The school vouchers fight is on again.
Over the past 30 years the left has developed ways to confuse this issue. We are likely to hear some of them next session.
The good news is, after 30 years of tilling, planting, and watering, states around the country are entering a season of school voucher harvest.
Louisiana is pursuing school choice much more aggressively than Texas. In truth, school voucher goals for the Texas 83rd Legislature are modest.
Still, the cause is picking up momentum.
The left is likely to take the debate down many rabbit trails. There are a few things that should be kept in mind throughout the debate.

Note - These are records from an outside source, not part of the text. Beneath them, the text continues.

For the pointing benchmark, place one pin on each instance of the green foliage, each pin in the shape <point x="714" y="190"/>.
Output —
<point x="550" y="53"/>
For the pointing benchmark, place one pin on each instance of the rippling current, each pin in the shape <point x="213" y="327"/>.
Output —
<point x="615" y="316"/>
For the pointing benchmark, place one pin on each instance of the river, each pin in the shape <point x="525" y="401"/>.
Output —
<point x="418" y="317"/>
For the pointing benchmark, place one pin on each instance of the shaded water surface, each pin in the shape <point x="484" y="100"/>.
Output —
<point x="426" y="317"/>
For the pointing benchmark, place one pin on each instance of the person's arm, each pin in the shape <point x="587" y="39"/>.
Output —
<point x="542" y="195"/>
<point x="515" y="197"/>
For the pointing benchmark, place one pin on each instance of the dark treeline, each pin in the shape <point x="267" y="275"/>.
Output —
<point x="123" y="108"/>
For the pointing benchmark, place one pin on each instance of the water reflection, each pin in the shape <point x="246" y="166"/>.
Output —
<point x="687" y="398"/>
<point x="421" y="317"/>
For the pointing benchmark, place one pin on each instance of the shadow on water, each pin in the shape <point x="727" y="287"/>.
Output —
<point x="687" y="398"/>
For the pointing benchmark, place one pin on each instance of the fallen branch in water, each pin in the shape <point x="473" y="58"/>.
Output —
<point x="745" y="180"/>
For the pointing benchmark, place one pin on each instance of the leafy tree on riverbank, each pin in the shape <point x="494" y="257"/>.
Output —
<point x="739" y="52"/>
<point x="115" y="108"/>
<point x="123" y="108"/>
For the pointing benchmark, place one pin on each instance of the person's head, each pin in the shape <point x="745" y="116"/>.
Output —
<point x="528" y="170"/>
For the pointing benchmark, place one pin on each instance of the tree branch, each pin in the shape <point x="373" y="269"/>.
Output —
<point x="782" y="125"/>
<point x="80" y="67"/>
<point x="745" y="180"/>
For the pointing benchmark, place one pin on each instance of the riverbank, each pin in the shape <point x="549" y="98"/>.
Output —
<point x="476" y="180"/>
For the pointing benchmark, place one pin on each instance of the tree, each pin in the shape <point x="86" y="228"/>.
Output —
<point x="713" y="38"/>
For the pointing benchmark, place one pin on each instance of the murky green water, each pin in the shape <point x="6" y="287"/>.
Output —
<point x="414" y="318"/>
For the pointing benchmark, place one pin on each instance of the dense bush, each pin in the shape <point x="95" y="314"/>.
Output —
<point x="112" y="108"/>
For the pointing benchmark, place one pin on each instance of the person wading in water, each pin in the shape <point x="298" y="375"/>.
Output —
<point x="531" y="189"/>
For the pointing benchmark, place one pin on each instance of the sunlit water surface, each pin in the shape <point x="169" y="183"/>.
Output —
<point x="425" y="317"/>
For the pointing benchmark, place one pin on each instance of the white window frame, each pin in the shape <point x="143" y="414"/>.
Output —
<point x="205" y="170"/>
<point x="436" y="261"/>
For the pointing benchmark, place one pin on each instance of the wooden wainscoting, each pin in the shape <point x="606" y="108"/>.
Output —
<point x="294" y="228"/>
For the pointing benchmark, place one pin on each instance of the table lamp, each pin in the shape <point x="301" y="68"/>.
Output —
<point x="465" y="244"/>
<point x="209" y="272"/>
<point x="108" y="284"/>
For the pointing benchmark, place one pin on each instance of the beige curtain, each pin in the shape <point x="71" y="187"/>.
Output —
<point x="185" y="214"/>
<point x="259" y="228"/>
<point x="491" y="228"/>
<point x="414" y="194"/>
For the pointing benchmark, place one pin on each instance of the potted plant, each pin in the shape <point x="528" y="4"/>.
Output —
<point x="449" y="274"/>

- Schools and school districts should answer to parents, not Austin bureaucrats. In our current system, taxes for school funding are routed through Austin. Austin bureaucrats dispense money to schools. That means they are in charge. Under school vouchers, those taxes will be re-routed back through parents, who will choose which school to pay. Schools and school districts begin making policy to please parents, not bureaucrats.
- Conditions for voucher-worthiness must not require liberal curriculum. Requirements should only protect against fraud. Liberals see states falling to vouchers one by one, and with it their educational hegemony. They know it will continue. Their new game is to try to make liberal curriculum a condition for schools receiving vouchers. Liberals believe Texans should only be able to use their own money to educate their children in ways liberals approve of.
- Study the actors. Pay attention to the people on both sides of the argument. What are the common threads in everything else they support? This will tell you most of what you need to know to guide you through the debate.
Conservatives are starting to gain the upper hand in this fight. Conservatives must be diligent to ensure the prize – school vouchers – retains its integrity.